La primera vez que fui a una entrevista de trabajo, me preguntaron si tenía novio. Los horarios son muy exigentes, me dijo la veterinaria enseguida, al ver la cara de sorpresa que ponía. Evidentemente no contesté a aquella pregunta y conseguí aquel trabajo de todas maneras. Solo estuve seis meses. Y no porque me diera cuenta que aquello era injusto o abusivo. No porque me iba a la cama con un busca antiguo y “dormía” pendiente de esa pantallita alargada. No porque me pagaran poco. No porque cuando a última hora (21h) la caja no cuadraba, me hacían esperar, hasta que se daban cuenta que la pobre secretaria se había confundido, en un día de mucho trabajo en recepción. Y yo tenía que coger un taxi de mi bolsillo, para volver a casa, ya que se pasaba de las 24h (y no tenía metro). 

Aquello, estaba del todo normalizado. Eso era lo terrible. Y no veía que aquello me consumía.

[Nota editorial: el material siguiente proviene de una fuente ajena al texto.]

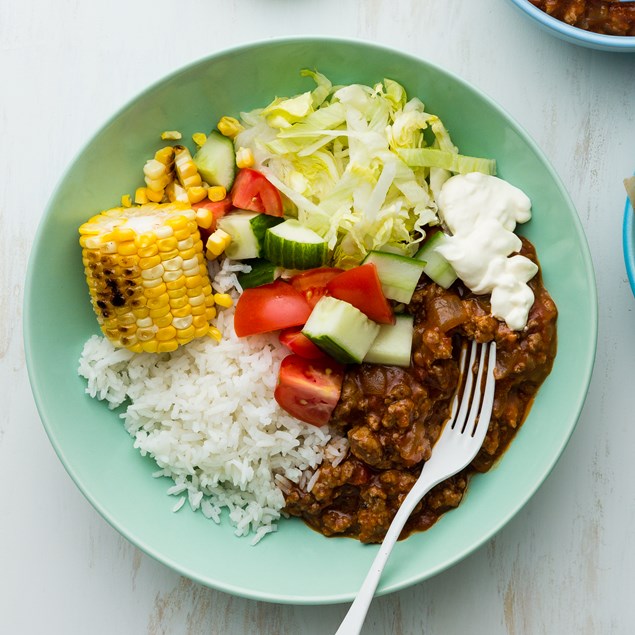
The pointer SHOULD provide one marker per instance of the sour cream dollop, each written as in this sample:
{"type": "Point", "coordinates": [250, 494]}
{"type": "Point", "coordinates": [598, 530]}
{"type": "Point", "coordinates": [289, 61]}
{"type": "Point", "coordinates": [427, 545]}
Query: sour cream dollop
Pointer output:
{"type": "Point", "coordinates": [481, 211]}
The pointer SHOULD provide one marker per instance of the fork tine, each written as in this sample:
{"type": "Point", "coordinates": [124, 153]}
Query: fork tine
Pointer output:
{"type": "Point", "coordinates": [459, 422]}
{"type": "Point", "coordinates": [478, 431]}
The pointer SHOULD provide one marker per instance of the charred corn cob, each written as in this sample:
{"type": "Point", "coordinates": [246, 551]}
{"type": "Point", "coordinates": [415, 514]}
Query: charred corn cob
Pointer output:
{"type": "Point", "coordinates": [147, 276]}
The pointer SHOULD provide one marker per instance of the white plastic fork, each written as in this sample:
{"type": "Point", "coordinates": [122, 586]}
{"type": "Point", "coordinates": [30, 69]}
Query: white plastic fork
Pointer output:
{"type": "Point", "coordinates": [459, 442]}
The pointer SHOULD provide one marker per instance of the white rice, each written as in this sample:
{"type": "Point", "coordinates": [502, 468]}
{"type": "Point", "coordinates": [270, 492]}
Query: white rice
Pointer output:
{"type": "Point", "coordinates": [207, 416]}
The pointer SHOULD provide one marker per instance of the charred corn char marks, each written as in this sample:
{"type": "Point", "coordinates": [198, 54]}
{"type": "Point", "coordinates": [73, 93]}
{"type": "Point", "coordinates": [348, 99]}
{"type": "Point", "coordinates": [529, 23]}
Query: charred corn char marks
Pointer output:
{"type": "Point", "coordinates": [147, 276]}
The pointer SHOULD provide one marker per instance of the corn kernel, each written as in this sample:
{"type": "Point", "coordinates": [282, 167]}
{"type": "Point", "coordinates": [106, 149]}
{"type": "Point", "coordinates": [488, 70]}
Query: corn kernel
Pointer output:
{"type": "Point", "coordinates": [158, 313]}
{"type": "Point", "coordinates": [229, 127]}
{"type": "Point", "coordinates": [244, 158]}
{"type": "Point", "coordinates": [218, 242]}
{"type": "Point", "coordinates": [167, 347]}
{"type": "Point", "coordinates": [150, 261]}
{"type": "Point", "coordinates": [127, 249]}
{"type": "Point", "coordinates": [155, 292]}
{"type": "Point", "coordinates": [166, 333]}
{"type": "Point", "coordinates": [199, 138]}
{"type": "Point", "coordinates": [223, 299]}
{"type": "Point", "coordinates": [204, 218]}
{"type": "Point", "coordinates": [196, 193]}
{"type": "Point", "coordinates": [167, 244]}
{"type": "Point", "coordinates": [179, 303]}
{"type": "Point", "coordinates": [155, 197]}
{"type": "Point", "coordinates": [163, 321]}
{"type": "Point", "coordinates": [150, 347]}
{"type": "Point", "coordinates": [141, 198]}
{"type": "Point", "coordinates": [171, 135]}
{"type": "Point", "coordinates": [165, 155]}
{"type": "Point", "coordinates": [201, 331]}
{"type": "Point", "coordinates": [216, 193]}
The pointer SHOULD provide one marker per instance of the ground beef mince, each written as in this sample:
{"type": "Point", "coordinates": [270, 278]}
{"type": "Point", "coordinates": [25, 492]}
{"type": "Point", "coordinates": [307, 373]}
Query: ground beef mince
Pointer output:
{"type": "Point", "coordinates": [609, 17]}
{"type": "Point", "coordinates": [393, 416]}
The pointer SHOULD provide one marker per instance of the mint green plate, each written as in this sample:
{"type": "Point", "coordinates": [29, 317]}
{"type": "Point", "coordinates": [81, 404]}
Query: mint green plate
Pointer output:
{"type": "Point", "coordinates": [294, 565]}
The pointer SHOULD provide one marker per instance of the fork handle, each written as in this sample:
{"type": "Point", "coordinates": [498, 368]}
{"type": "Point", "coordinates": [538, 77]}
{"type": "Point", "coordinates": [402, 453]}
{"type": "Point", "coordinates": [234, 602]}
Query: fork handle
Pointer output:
{"type": "Point", "coordinates": [354, 620]}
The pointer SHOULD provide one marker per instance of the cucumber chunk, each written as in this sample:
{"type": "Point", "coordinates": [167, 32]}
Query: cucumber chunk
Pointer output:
{"type": "Point", "coordinates": [340, 330]}
{"type": "Point", "coordinates": [437, 268]}
{"type": "Point", "coordinates": [398, 274]}
{"type": "Point", "coordinates": [247, 231]}
{"type": "Point", "coordinates": [216, 160]}
{"type": "Point", "coordinates": [393, 343]}
{"type": "Point", "coordinates": [293, 246]}
{"type": "Point", "coordinates": [262, 272]}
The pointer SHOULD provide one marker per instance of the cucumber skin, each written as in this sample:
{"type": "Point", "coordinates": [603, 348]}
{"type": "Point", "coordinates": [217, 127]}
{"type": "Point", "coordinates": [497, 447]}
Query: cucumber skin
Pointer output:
{"type": "Point", "coordinates": [256, 225]}
{"type": "Point", "coordinates": [333, 349]}
{"type": "Point", "coordinates": [437, 268]}
{"type": "Point", "coordinates": [294, 254]}
{"type": "Point", "coordinates": [216, 160]}
{"type": "Point", "coordinates": [399, 288]}
{"type": "Point", "coordinates": [329, 315]}
{"type": "Point", "coordinates": [393, 344]}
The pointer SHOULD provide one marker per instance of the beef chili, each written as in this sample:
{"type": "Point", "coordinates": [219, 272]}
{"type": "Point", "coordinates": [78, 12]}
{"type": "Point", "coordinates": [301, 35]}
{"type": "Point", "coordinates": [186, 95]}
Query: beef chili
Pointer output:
{"type": "Point", "coordinates": [609, 17]}
{"type": "Point", "coordinates": [392, 416]}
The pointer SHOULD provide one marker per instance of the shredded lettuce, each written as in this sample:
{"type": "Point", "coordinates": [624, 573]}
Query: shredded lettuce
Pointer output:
{"type": "Point", "coordinates": [356, 164]}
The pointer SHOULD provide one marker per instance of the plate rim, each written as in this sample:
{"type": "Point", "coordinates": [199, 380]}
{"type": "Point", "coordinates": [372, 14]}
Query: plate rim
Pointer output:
{"type": "Point", "coordinates": [324, 598]}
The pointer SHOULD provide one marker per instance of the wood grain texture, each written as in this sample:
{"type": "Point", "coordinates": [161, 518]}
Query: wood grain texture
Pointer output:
{"type": "Point", "coordinates": [562, 565]}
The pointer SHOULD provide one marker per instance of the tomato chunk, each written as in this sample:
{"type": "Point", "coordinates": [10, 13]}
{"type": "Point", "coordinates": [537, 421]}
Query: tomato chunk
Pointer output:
{"type": "Point", "coordinates": [253, 192]}
{"type": "Point", "coordinates": [312, 283]}
{"type": "Point", "coordinates": [270, 307]}
{"type": "Point", "coordinates": [361, 288]}
{"type": "Point", "coordinates": [301, 345]}
{"type": "Point", "coordinates": [309, 389]}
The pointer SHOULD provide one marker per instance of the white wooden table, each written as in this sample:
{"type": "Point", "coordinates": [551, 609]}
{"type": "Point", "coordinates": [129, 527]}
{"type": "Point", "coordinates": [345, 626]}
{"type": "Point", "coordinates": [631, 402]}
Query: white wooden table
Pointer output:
{"type": "Point", "coordinates": [563, 565]}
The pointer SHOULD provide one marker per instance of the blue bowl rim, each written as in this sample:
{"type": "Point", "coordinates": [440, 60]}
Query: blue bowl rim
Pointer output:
{"type": "Point", "coordinates": [628, 242]}
{"type": "Point", "coordinates": [606, 42]}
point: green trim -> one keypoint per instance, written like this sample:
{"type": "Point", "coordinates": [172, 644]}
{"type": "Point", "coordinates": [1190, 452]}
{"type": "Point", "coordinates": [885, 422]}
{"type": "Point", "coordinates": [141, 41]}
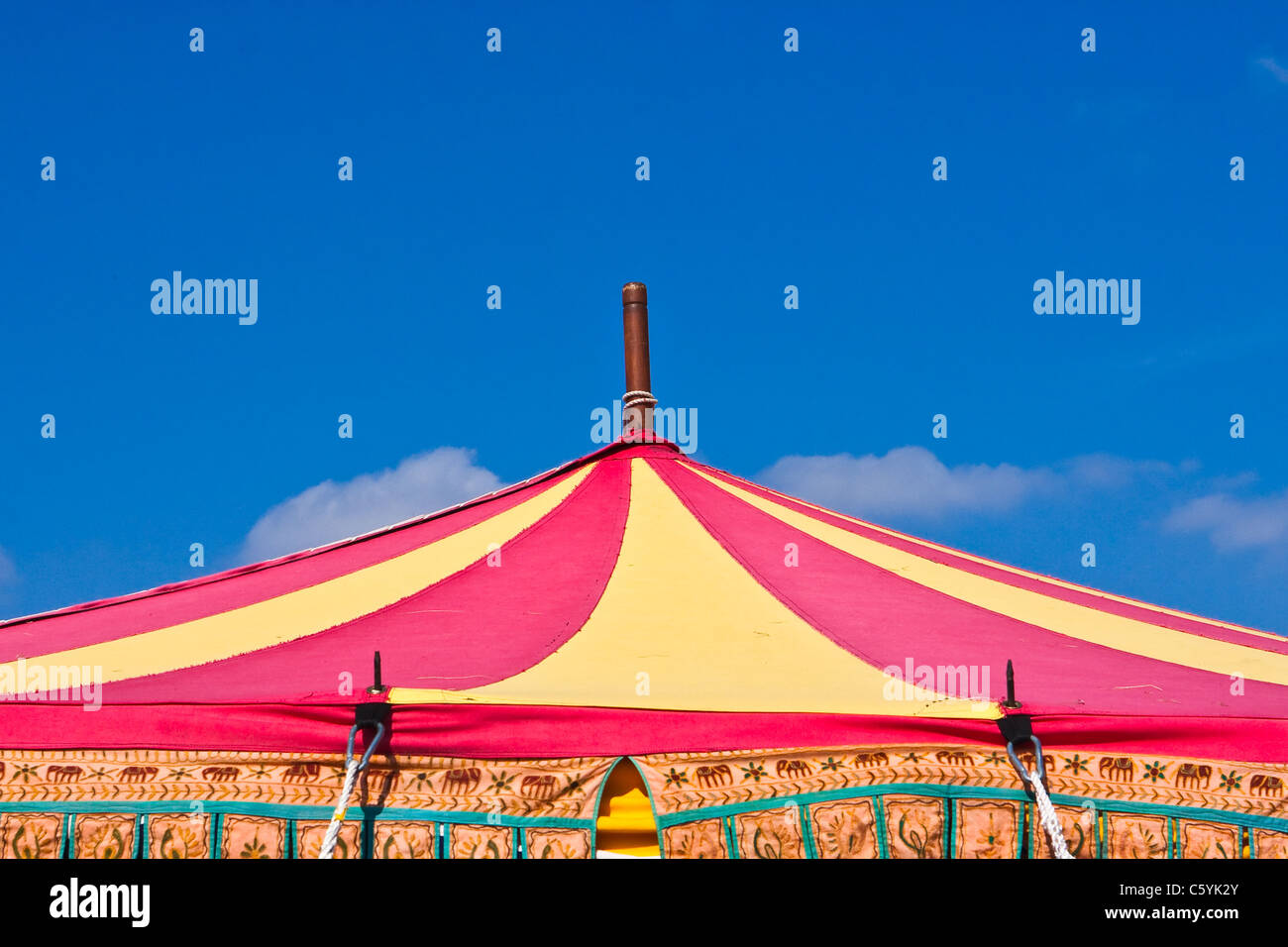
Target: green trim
{"type": "Point", "coordinates": [881, 827]}
{"type": "Point", "coordinates": [949, 828]}
{"type": "Point", "coordinates": [807, 832]}
{"type": "Point", "coordinates": [652, 804]}
{"type": "Point", "coordinates": [599, 797]}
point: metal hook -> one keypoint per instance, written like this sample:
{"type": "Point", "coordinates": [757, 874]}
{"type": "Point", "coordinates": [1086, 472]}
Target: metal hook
{"type": "Point", "coordinates": [372, 746]}
{"type": "Point", "coordinates": [1019, 767]}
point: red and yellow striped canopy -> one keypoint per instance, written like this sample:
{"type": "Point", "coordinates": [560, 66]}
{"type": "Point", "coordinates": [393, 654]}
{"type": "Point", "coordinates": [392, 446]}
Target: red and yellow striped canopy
{"type": "Point", "coordinates": [638, 602]}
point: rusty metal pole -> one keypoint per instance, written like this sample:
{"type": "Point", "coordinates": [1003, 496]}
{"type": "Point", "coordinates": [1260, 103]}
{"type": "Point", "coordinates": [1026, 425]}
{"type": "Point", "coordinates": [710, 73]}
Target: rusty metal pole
{"type": "Point", "coordinates": [638, 402]}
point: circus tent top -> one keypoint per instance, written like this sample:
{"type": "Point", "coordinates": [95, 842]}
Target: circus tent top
{"type": "Point", "coordinates": [636, 602]}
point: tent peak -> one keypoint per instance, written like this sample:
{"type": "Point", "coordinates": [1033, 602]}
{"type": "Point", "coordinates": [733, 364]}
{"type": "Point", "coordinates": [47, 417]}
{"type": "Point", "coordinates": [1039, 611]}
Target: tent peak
{"type": "Point", "coordinates": [638, 402]}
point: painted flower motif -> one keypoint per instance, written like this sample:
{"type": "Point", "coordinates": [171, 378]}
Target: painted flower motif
{"type": "Point", "coordinates": [179, 841]}
{"type": "Point", "coordinates": [107, 843]}
{"type": "Point", "coordinates": [990, 841]}
{"type": "Point", "coordinates": [1154, 771]}
{"type": "Point", "coordinates": [35, 844]}
{"type": "Point", "coordinates": [677, 777]}
{"type": "Point", "coordinates": [558, 849]}
{"type": "Point", "coordinates": [254, 848]}
{"type": "Point", "coordinates": [1077, 763]}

Entonces, me llamaron de la universidad para empezar el doctorado. Pero como no había aprendido de la experiencia pasada, me pasó algo parecido. Dedicaba horas a mis experimentos, sola, con unas máquinas y artilugios de lo más exigentes y técnicos y que exigían toda mi destreza y concentración. Me costaba horrores compaginar mi vida personal con mis horas interminables en los laboratorios de la facultad. ¿Qué me estaba pasando? El no llegar a todo, me producía serios disgustos. Si bien es verdad, que con el dinero de la beca del doctorado, me había podido comprar mi primer coche, este me servía, más bien, para echar unas lloreras tremendas cuando, por ponerte un ejemplo, debido a un experimento imprevisto y interminable, no había podido llegar a la prueba del vestido de boda de mi hermana, cuando le había dicho que sí que podría ir. Cosas así me pasaban con demasiada frecuencia. 

Después de cinco años de doctorado, me fui a Holanda, donde disfruté de una estancia de un año en el hospital universitario de Utrecht. Allí estuve de maravilla, los horarios se respetaban puntualmente y las urgencias empezaban a media tarde, así que cuando regresaba a casa, en bicicleta, tenía tiempo de sobras para todo, incluso para estudiar neerlandés. Después de ese maravilloso año, regresé y encontré enseguida trabajo en urgencias, solo por las noches, en un par de hospitales veterinarios. En uno de ellos, entraba el sábado por la noche y no salía hasta el lunes por la mañana y estaba sola con mis pacientes. Cuando salía de allí, parecía una alma en pena que regresa a la civilización, después de haber hecho un retiro en el desierto. 

Y no fue hasta que tuve que parar, PARAR de verdad (fue para mí, un derrape en toda regla), con la llegada de mi primera hija, que me di cuenta de lo que había estado pasando. De lo poco que me había estado respetando, de lo mal que había marcado mis límites. A veces pienso en los hombres que no pueden parar como nosotras, aunque poco a poco las leyes van cambiando. 

Pedí excedencia de un año. Pero eso se terminó muy pronto y luego nos mudamos a Holanda porque fui allí donde mi marido encontró trabajo. Yo no quería volver a trabajar, no por el momento. Clarísimo lo tenía. Tanto como para dejarlo todo y todos y irme al extranjero.

Y ese “parón” duró años, porque todo eso que me había pasado tenía que reflexionarlo, sacar un aprendizaje, mejorar en algo. El equilibrio, siempre difícil, entre vivir para trabajar o trabajar para vivir. Esa pausa (intensita y feliz, era mamá) me permitió hacer un trabajo de autoconocimiento del bueno, tipo Fénix (para que te hagas una idea) y encontrar lo que había venido a aportar en esta vida. Lo que los japoneses llaman Ikigai. Y cuando mi segundo hijo iba a cumplir 5 años, me hice autónoma (freelance). Y todo cambió. 

Me hice la dueña de mi propio destino, la jefa de mi vida. Por fin podía trabajar mis sueños, hacerlos realidad. Sentirme plena, respetada, a mi ritmo. Se pasa mucho miedo, actúas a pesar de él y no es nada cómodo salir de tu zona de confort, pero la recompensa de crecimiento personal y felicidad son tremendas. 

Si no hubiera sido madre, no hubiera sido capaz de parar, de saltar de esta rueda de hámster imparable en esta sociedad consumista y no habría  podido hacer este aprendizaje. A veces la vida nos hace parar a la fuerza, normalmente por alguna enfermedad. Te invito a tener el coraje de parar y pensar en lo que TÚ realmente quieres, en lo que quieres ofrecer al mundo. Ser capaz de luchar por tus sueños. 

Este parón, que lo cambió todo, se lo debo a mis hijos, fuente constante de nuevos retos y lecciones de vida.